Conflict of Interest Disclosures: The authors have completed and submitted the ICMJE Form for Disclosure of Potential Conflicts of Interest. Dr Nolan reported being the editor-in-chief of Resuscitation for which he receives honoraria. Dr Reeves reported salary support from grants from the National Institute for Health Research. Dr Rogers reported salary support from a British Heart Foundation grant until March 2017. No other disclosures were reported.

Figures

Figure 1.. Flow of Study Paramedics and Patients

Grouped according to the randomization assignment of the first paramedic on the scene who was participating in the study. aThere were 113 paramedics who withdrew after randomization (58 randomized to tracheal intubation [TI] and 55 randomized to the supraglottic airway device [SGA]). The median number of patients with out-of-hospital cardiac arrest treated by a paramedic who later withdrew is 7 for TI (interquartile range [IQR], 3-12; range, 1-54) and 6 for SGA (IQR, 4-11; range, 1-31). The median number of trial patients treated by a paramedic who later withdrew is 3 for TI (IQR, 1.0-5.5; range, 1-10) and 2 for SGA (IQR, 1-4; range, 1-12). These trial patients were retained and included in the analysis. bPatients can have more than 1 reason.

Figure 2.. Patient Interventions and Outcomes by Trial Randomization Assignment of Study Paramedics

aThere were missing data (see eText in Supplement 2). bHad modified Rankin Scale (mRS) score of 6. cThere were 72 patients (2.1%) in tracheal intubation group treated only with a nontrial supraglottic airway device (SGA; all had mRS score in 4-6 range; 2 had return of spontaneous circulation at paramedic arrival; 71 deaths). dThere were 36 patients (0.9%) in SGA group treated only with a nontrial SGA (all had mRS score in 4-6 range; 35 deaths).

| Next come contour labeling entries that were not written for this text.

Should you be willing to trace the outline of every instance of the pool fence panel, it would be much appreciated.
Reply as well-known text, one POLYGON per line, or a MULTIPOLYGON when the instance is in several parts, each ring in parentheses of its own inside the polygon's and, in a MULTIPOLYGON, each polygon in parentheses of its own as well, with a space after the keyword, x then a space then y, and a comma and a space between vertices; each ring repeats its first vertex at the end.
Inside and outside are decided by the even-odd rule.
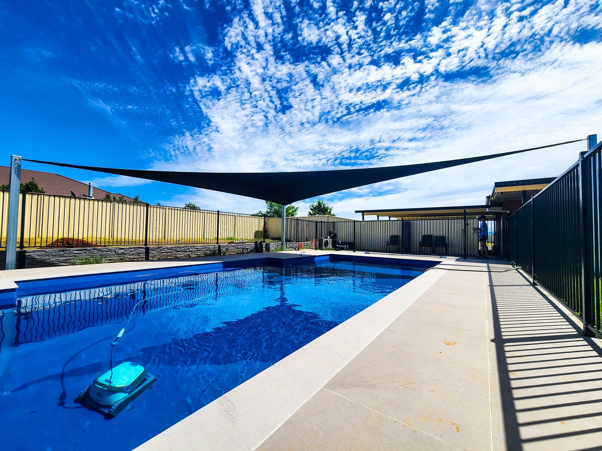
POLYGON ((508 218, 508 255, 541 285, 580 315, 586 333, 602 323, 600 200, 602 143, 508 218))

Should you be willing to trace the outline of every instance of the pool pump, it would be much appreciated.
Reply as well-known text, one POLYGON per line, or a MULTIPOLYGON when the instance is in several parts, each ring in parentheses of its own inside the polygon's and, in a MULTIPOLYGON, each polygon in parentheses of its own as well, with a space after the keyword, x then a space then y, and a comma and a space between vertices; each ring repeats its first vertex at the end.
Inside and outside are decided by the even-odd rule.
POLYGON ((75 399, 108 417, 117 416, 157 380, 143 366, 134 362, 123 362, 113 367, 113 349, 124 332, 125 328, 111 343, 111 369, 95 379, 75 399))

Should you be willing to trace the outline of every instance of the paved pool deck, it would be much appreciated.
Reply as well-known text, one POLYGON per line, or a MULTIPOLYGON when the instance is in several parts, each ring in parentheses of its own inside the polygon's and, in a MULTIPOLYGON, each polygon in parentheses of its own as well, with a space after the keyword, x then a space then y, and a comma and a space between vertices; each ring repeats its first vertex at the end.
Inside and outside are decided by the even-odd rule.
POLYGON ((507 263, 402 258, 445 270, 429 270, 137 449, 602 449, 602 351, 580 335, 578 319, 519 272, 480 272, 507 263))

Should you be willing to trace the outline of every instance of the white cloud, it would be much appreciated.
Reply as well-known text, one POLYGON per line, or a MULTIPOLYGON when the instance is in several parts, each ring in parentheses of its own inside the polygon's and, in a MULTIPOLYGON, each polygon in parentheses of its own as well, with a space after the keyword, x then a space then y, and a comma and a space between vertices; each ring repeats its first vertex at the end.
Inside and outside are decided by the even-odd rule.
MULTIPOLYGON (((222 41, 191 41, 170 52, 179 64, 211 69, 182 81, 187 108, 199 120, 156 150, 154 167, 228 172, 406 164, 585 138, 602 123, 599 2, 480 0, 467 9, 456 2, 443 19, 436 19, 442 7, 433 0, 421 18, 406 3, 383 2, 379 13, 368 7, 329 1, 302 10, 294 2, 291 13, 275 0, 256 0, 248 10, 230 5, 222 41)), ((582 147, 326 197, 345 215, 480 203, 493 182, 556 175, 582 147)), ((257 209, 230 195, 197 195, 205 205, 225 203, 216 204, 221 209, 257 209)))

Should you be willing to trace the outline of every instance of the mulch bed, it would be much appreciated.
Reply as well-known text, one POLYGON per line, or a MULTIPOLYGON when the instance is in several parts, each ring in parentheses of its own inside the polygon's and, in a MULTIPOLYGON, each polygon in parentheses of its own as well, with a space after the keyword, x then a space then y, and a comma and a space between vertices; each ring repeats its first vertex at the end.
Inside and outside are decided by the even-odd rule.
POLYGON ((57 249, 65 247, 105 247, 100 244, 94 244, 85 239, 79 238, 57 238, 52 242, 44 246, 46 249, 57 249))

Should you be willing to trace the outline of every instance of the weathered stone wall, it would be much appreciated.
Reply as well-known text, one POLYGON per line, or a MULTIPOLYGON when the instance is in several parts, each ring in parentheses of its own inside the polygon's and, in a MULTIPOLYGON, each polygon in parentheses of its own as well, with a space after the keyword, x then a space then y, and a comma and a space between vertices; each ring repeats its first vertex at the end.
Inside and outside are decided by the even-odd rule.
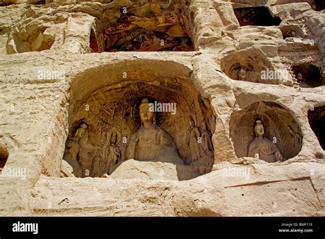
MULTIPOLYGON (((292 74, 273 84, 236 78, 240 67, 246 76, 261 76, 263 67, 289 72, 287 65, 297 62, 311 62, 324 75, 324 13, 313 10, 311 1, 299 2, 182 1, 194 52, 91 54, 91 29, 117 19, 132 1, 2 1, 0 147, 9 152, 3 172, 25 170, 25 179, 0 177, 0 214, 324 216, 325 152, 308 111, 325 105, 325 86, 300 87, 292 74), (280 25, 240 27, 233 8, 254 6, 269 6, 280 25), (298 25, 304 38, 283 39, 285 23, 298 25), (40 77, 47 71, 60 77, 40 77), (210 102, 216 117, 212 172, 179 181, 175 166, 129 160, 107 179, 60 177, 71 118, 83 100, 108 84, 160 78, 186 79, 210 102), (291 115, 290 122, 278 123, 301 130, 296 156, 273 163, 237 157, 232 115, 259 102, 278 104, 291 115)), ((252 132, 254 122, 248 125, 252 132)))

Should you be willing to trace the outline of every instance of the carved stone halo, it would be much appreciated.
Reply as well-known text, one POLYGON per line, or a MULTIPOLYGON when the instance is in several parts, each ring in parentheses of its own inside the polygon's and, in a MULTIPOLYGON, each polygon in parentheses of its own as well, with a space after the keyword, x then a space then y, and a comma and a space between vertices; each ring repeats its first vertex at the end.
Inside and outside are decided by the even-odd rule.
POLYGON ((113 133, 115 133, 117 134, 117 141, 115 142, 115 144, 118 144, 121 141, 121 133, 115 130, 108 132, 106 135, 107 141, 108 142, 108 144, 110 144, 110 139, 112 138, 112 135, 113 134, 113 133))
MULTIPOLYGON (((132 107, 132 118, 134 122, 134 124, 136 125, 138 128, 141 126, 141 120, 140 120, 140 110, 139 106, 141 104, 141 101, 144 98, 149 99, 149 103, 154 103, 155 101, 159 102, 159 101, 152 97, 149 96, 144 96, 136 100, 135 104, 133 105, 132 107)), ((162 124, 165 118, 165 114, 162 112, 155 112, 156 113, 156 125, 159 126, 162 124)))

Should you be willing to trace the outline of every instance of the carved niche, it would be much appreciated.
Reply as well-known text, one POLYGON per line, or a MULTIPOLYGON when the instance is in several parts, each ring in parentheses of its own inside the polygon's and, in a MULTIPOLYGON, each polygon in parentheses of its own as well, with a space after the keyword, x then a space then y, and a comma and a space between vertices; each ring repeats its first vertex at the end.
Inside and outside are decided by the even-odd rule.
POLYGON ((199 174, 212 168, 215 117, 185 79, 107 86, 80 106, 64 156, 75 177, 109 174, 130 159, 189 166, 199 174))
POLYGON ((325 106, 310 109, 308 111, 308 120, 320 146, 325 150, 325 106))
POLYGON ((273 102, 258 102, 231 114, 230 137, 238 157, 268 162, 296 156, 302 134, 289 111, 273 102))
MULTIPOLYGON (((234 51, 225 56, 221 61, 222 71, 230 78, 254 83, 290 84, 287 75, 275 76, 274 67, 259 49, 234 51), (272 76, 269 73, 272 73, 272 76)), ((287 73, 287 72, 285 72, 287 73)))

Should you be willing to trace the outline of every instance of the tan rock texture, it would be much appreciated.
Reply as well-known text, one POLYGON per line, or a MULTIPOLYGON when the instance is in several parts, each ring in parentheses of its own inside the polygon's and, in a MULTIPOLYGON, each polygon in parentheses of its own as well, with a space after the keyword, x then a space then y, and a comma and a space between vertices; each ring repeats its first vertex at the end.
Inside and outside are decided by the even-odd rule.
MULTIPOLYGON (((319 4, 0 1, 0 216, 324 216, 325 13, 319 4), (123 7, 139 17, 181 11, 194 50, 105 52, 105 30, 123 7), (247 16, 242 8, 253 8, 255 16, 238 19, 247 16), (257 8, 278 25, 260 24, 267 17, 259 19, 264 12, 257 8), (259 25, 241 25, 248 21, 259 25), (263 71, 281 73, 263 79, 263 71), (101 177, 74 177, 62 159, 76 127, 88 124, 89 144, 100 142, 95 127, 101 124, 82 109, 143 92, 181 106, 177 120, 160 126, 184 161, 189 114, 213 119, 213 165, 130 159, 101 177), (256 117, 283 161, 247 157, 256 117)), ((93 112, 103 115, 103 109, 93 112)))

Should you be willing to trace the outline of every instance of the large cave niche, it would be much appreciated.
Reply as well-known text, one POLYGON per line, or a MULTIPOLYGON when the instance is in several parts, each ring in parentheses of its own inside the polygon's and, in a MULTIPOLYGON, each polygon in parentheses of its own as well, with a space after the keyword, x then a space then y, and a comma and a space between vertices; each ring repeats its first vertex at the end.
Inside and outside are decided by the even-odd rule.
POLYGON ((105 52, 194 49, 190 37, 191 24, 184 12, 186 4, 144 2, 122 6, 115 10, 113 17, 102 18, 105 52))
POLYGON ((310 109, 308 111, 308 120, 320 146, 325 150, 325 106, 310 109))
MULTIPOLYGON (((106 85, 75 104, 76 108, 70 111, 73 114, 69 115, 69 132, 63 157, 73 168, 73 164, 80 166, 82 174, 74 176, 110 174, 128 159, 127 147, 133 140, 132 135, 141 126, 139 109, 144 99, 156 102, 157 105, 176 104, 174 113, 158 109, 154 122, 170 135, 182 161, 182 165, 176 165, 178 179, 189 179, 211 170, 215 117, 208 100, 202 98, 187 78, 160 78, 152 82, 132 80, 106 85), (199 137, 201 140, 196 143, 199 137), (109 148, 112 144, 115 150, 109 148), (113 151, 117 153, 112 155, 113 151), (118 157, 112 159, 110 155, 118 157), (94 166, 98 159, 106 166, 100 167, 104 170, 99 170, 94 166)), ((148 148, 145 150, 148 152, 154 148, 148 148)), ((168 152, 160 155, 164 154, 168 152)), ((62 176, 69 175, 66 173, 62 176)))
POLYGON ((311 64, 293 65, 292 71, 301 87, 312 88, 324 85, 320 69, 311 64))
POLYGON ((236 8, 234 12, 241 27, 279 25, 281 23, 281 19, 278 16, 273 17, 266 7, 236 8))
MULTIPOLYGON (((265 148, 275 152, 277 148, 282 156, 282 160, 294 157, 299 153, 302 146, 302 134, 290 112, 274 102, 257 102, 231 114, 230 135, 238 157, 248 156, 250 144, 256 137, 254 129, 258 120, 263 124, 264 137, 269 141, 264 146, 265 148)), ((263 149, 260 149, 258 154, 261 150, 263 149)))

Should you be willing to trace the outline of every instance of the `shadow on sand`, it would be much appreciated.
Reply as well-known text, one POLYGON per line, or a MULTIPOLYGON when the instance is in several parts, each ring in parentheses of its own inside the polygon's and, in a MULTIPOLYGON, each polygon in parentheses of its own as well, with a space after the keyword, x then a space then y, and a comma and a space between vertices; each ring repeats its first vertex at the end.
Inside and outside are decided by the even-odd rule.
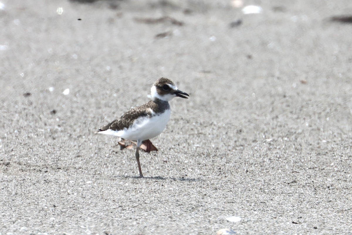
POLYGON ((199 179, 192 179, 186 178, 185 177, 180 177, 179 178, 175 178, 175 177, 162 177, 161 176, 153 176, 151 177, 144 177, 140 178, 139 176, 130 176, 129 175, 117 175, 115 178, 126 178, 129 179, 151 179, 158 180, 177 180, 178 181, 188 181, 191 182, 197 182, 201 181, 202 180, 199 179))

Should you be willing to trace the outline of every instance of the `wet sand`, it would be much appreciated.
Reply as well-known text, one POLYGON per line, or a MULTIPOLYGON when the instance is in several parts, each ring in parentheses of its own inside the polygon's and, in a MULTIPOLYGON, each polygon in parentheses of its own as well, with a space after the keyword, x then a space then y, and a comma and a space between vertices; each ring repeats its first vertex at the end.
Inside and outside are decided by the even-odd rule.
POLYGON ((27 1, 1 0, 0 234, 352 234, 349 1, 27 1), (162 76, 190 97, 140 179, 94 132, 162 76))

Figure 3.. Forest Plot of Primary and Subgroup Analyses

The area of the squares is proportional to the number of patients included. The odds ratios were estimated from a mixed-effects logistic regression model with stratification factors fitted as fixed effects and study paramedic as a random effect. The Wald test was used for the P value comparisons. Patients are grouped by the randomization assignment of the first study paramedic on the scene. A breakdown of the modified Rankin Scale scores in the form of horizontally stacked bar charts appears in eFigure 2 in Supplement 2. aNo. of patients with a modified Rankin Scale score in the range of 0 to 3 (good outcome). bThere were missing data for 7 patients (3 in the tracheal intubation group and 4 in the supraglottic airway device group). cThe Utstein comparator includes patients with an out-of-hospital cardiac arrest with a likely cardiac cause that is witnessed and has an initial rhythm amenable to defibrillation. For the Utstein comparator and noncomparator analyses, there were missing data for 103 patients (52 in the tracheal intubation group and 51 in the supraglottic airway device group). dIndicates a P value for interaction. eThe not witnessed group includes all arrests not witnessed by a study paramedic. For the witnessed and not witnessed analyses, there were missing data for 7 patients (3 in the tracheal intubation group and 4 in the supraglottic airway device group). fIncludes patients treated by a study paramedic who were not resuscitated. There were missing data for 4 patients (1 in the tracheal intubation group and 3 in the supraglottic airway device group).